4. Setting up the login page

The login page is simple enough. Although this app won't benefit as much from it as a larger app would, I created reusable UI components for the button and input. That way, I only have to style buttons and inputs in one place. There's only one button in the app, but the input I'll be able to reuse in the main chat page for message input. For now, I'm keeping the value from the username input as state of the login page. This will be moved to a global context as I start to implement the main chat page. I'm using css modules to scope styling to their respective components. I setup the Input with a forwardRef, and use this to set focus to the username input automatically on page load. Lastly, I'm using rem units for font sizes and paddings/margins, So that the app can easily scale if font size is changed.

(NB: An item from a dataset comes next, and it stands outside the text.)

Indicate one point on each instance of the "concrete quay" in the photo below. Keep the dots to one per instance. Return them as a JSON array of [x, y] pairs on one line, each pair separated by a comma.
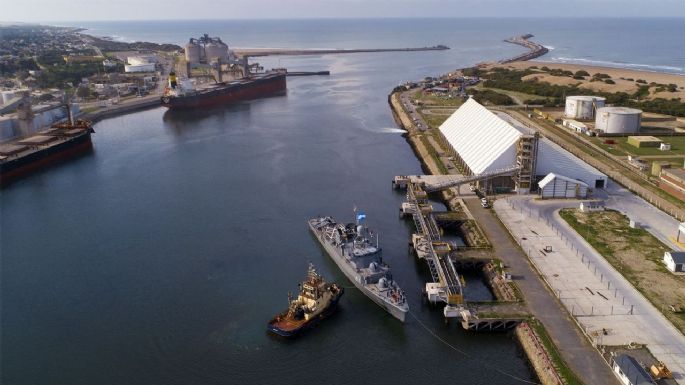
[[570, 341], [608, 309]]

5. Scaffolding the main chat page

To get ready for the chat page, I refactored the top level App component. I installed the React Router library, and set up A Switch. I set up two specific routes, "/login" and "/chat". A Redirect from the path "/" will reroute to login if no username has been entered, and chat otherwise. Lastly, I set up a "Not Found" Route for all other routes that renders a custom component with a button to route back to a defined page. I also used the Suspense component along with React.lazy to setup lazy loading for the login and chat pages. Finally, I moved up the username state from the login component to the app component, so that it can be shared with the chat component as well.

6. Styling the chat page with mock data

Before I hook up the socket.io client server for the chat page, I wanted to setup all of the styling. I used mock data with message objects matching the properties im expecting from the server. I created a ChatPrompt component for the chatbox container, and within that a ChatMessage component that will hold each message with the avatar, username, time sent, and message text. I hooked up the avatar to fetch from ui-avatars.com, setting up the size of the image itself to be twice the wireframe's 80px, twice the requirement of the wireframe, as per the site's suggestion to have crisp avatars. I also refactored the input component so that it can take dynamic content, to add the send button to the chat input.

7. Connecting the chat page to socket.io

I installed the "socket.io-client" package, and created a chat socket service to wrap the socket io functionality, so I can just call eg "sendTextMessage" with the message instead of socket.emit directly. in the main chat page initial useEffect, I create a new instance of this service, passing it the callbacks I want it to use for each of the socket events. I keep the messages in the state of the chat page, and on init the socket server emits all of the previous messages, which I populate, and scroll the chat container to the bottom. When adding a new message, I check if the last message was added by the same user and in the same minute, and if so I append it to that message instead of adding a new one. For the typing indicator, I set a timeout when a user is typing that emits the signal to set typing to false after half a second. While the user is typing I renew this timeout, so that the typing indicator doesnt flicker and is only removed when they're finished typing.

8. Adding Giphy support

To add giphy support, I got an api key from the giphy site and set up a fetch query to their search endpoint. To know when the user is requesting a gif, on enter I split the message value on "/gif ". if the split has more than one value, we assume the user wants a gif and call out to the giphy API. Giphy returns up to 50 gif results based on the entered query, I choose one at random and send it to socket as an image message. If the split has just 1 value, we assume it's a regular text message and send it along as such. While doing this I took the time to enhance the inputs and buttons in the app to give the buttons a disabled state and the inputs the ability to submit on enter key press.

9. Deploying the app

I chose to deploy to Netlify which made it super easy. I just had to create a "_redirects" file telling Netlify to redirect all routes to index.html, for client side routing. I then update the build command to copy that file into the dist folder after build, and Netlify handles the rest.